濱口邸サルスベリ 石巻へ

 津波からの避難を呼びかけた史実を伝える稲むらの火の館(広川町)が、東日本大震災で被害にあった宮城県石巻市の旧大川小学校にサルスベリの木を「ともだちの樹」として寄贈、5月4日に植樹式が行われた。﨑山光一館長は「避難を先導した濱口梧陵の自宅にあった2本のサルスベリのうちの1本です。この交流をきっかけに、海近くで地震があれば津波が来ると思って行動してほしい」と呼びかけた。

 大川小は、津波で児童、教職員計84人が死亡。校舎が壊滅状態となり閉校し、一部は震災遺構として残されている。

 植樹は和歌山市青年団体協議会(高垣晴夫会長)が仲介。協議会所属の同市BBS会が2011年末に石油ストーブを石巻市に贈ったのをきっかけに、翌年から毎年1㌧ほどのみかんを届けて「みかん狩り運動会」を開き、ふれあいを重ねている。

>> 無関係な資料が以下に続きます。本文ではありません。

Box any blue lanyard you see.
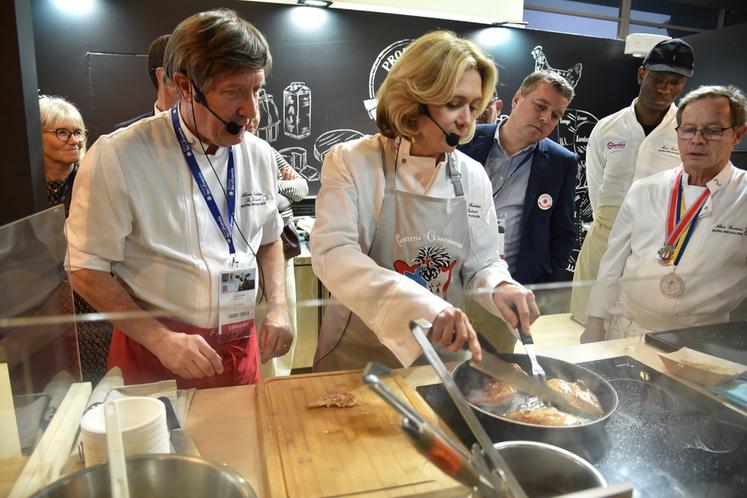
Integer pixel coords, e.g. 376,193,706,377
171,104,236,256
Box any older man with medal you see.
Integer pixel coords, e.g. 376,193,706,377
581,86,747,342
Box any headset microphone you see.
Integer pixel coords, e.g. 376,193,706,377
192,83,241,135
418,104,459,147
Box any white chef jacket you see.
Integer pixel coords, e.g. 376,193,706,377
586,163,747,330
65,107,283,328
586,98,680,213
311,134,519,365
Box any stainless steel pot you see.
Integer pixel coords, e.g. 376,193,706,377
452,353,618,461
494,441,607,498
32,455,257,498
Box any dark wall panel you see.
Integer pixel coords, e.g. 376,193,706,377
685,24,747,152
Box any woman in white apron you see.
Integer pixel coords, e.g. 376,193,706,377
311,31,539,371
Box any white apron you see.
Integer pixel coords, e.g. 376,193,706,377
571,206,620,325
314,140,470,371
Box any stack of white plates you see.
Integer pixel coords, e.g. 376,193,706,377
80,396,171,466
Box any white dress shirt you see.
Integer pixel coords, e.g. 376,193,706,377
586,163,747,330
65,107,283,327
586,99,680,213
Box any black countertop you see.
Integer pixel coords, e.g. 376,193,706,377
417,356,747,498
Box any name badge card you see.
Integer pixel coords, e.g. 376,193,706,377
497,213,508,259
218,268,257,343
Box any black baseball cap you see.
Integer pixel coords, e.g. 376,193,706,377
642,38,695,78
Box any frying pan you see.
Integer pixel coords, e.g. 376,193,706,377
452,353,618,457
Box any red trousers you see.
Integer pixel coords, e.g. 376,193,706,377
108,319,259,389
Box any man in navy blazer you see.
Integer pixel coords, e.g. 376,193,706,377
460,71,578,284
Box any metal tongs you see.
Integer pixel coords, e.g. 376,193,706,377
410,319,527,498
361,362,495,497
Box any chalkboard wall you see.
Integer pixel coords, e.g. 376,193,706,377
33,0,668,276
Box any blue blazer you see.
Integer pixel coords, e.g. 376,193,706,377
459,124,578,285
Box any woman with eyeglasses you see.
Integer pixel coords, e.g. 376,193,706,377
39,95,112,383
311,31,539,371
39,95,88,216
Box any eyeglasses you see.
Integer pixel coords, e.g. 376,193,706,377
675,126,734,140
46,128,88,142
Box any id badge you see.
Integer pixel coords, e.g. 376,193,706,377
218,268,257,344
496,212,508,259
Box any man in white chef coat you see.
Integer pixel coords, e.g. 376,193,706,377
581,86,747,342
66,9,292,388
571,38,695,323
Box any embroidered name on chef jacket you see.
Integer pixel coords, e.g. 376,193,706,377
657,145,680,157
241,192,270,207
713,223,747,237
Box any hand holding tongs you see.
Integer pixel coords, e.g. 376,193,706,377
514,329,547,382
410,320,527,498
361,362,496,497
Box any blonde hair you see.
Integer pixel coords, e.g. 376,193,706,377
376,31,498,143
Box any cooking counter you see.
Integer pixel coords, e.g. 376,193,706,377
187,339,747,497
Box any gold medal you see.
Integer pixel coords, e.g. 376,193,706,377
656,244,675,266
659,272,685,299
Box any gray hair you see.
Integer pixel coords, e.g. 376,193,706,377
677,85,747,128
163,9,272,92
519,71,575,102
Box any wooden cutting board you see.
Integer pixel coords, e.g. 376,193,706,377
259,371,468,498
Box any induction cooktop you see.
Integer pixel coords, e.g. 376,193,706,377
417,356,747,498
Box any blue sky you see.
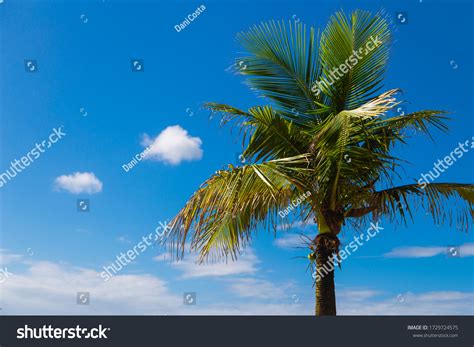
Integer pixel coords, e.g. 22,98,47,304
0,0,474,314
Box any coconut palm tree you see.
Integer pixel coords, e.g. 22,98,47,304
165,11,474,315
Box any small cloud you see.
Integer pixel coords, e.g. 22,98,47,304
228,278,294,299
0,248,24,266
273,234,316,249
142,125,203,165
54,172,102,194
384,243,474,258
153,249,259,279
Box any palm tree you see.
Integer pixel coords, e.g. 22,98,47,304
165,11,474,315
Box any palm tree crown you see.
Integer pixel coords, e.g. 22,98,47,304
165,11,474,314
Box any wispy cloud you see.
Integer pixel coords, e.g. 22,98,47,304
0,248,24,266
54,172,102,194
228,278,294,299
273,233,316,249
336,290,474,316
153,249,259,279
142,125,203,165
384,243,474,258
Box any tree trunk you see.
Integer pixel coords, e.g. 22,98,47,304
315,234,339,316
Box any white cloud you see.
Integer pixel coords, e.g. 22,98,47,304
0,248,24,266
54,172,102,194
336,290,474,316
142,125,203,165
228,278,294,299
2,262,182,315
153,249,259,279
0,251,474,315
384,243,474,258
273,234,316,249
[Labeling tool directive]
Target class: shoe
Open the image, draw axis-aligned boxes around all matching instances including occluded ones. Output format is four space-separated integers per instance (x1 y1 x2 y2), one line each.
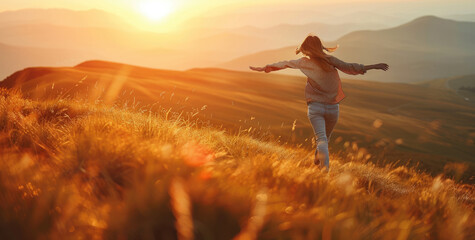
313 157 320 166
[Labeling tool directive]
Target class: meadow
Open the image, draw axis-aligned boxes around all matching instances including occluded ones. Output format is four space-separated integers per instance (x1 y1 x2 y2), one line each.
0 89 475 240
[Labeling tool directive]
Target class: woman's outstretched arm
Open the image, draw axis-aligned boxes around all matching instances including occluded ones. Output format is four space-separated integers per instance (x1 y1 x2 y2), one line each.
249 59 301 73
364 63 389 71
328 56 389 75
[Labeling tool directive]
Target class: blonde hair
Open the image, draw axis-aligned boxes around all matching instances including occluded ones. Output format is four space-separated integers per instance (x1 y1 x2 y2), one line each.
295 35 338 72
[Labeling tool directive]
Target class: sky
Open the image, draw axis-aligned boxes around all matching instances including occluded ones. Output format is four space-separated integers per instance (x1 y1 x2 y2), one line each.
0 0 475 30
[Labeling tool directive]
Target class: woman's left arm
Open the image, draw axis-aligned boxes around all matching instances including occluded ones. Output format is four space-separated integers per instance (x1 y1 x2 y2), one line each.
249 59 301 73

 和歌山では150年以上前の安政の大地震の際、濱口が津波を予見し、村人に避難を呼びかけたことで被害を最小限に食い止められたことが伝わる。和歌山からは以前、石巻市のシンボル木クロマツ、和歌山県木ウバメガシを寄贈しており、今回は濱口邸のサルスベリを植えた。

 高垣会長は「和歌山と宮城が友達、木同士も友達、もちろん、一緒に植えた子どもたちも友達。植えたのは緑の日なので、年1回は集まり、震災のことを伝えてくれると、記録から記憶につながる」。﨑山館長も「小学校のすぐ横に山があるのに、犠牲者が大勢出たのが悔しい。2度とこうしたことがないよう、ともだちの樹を伝承のきっかけに」と願いを込めた。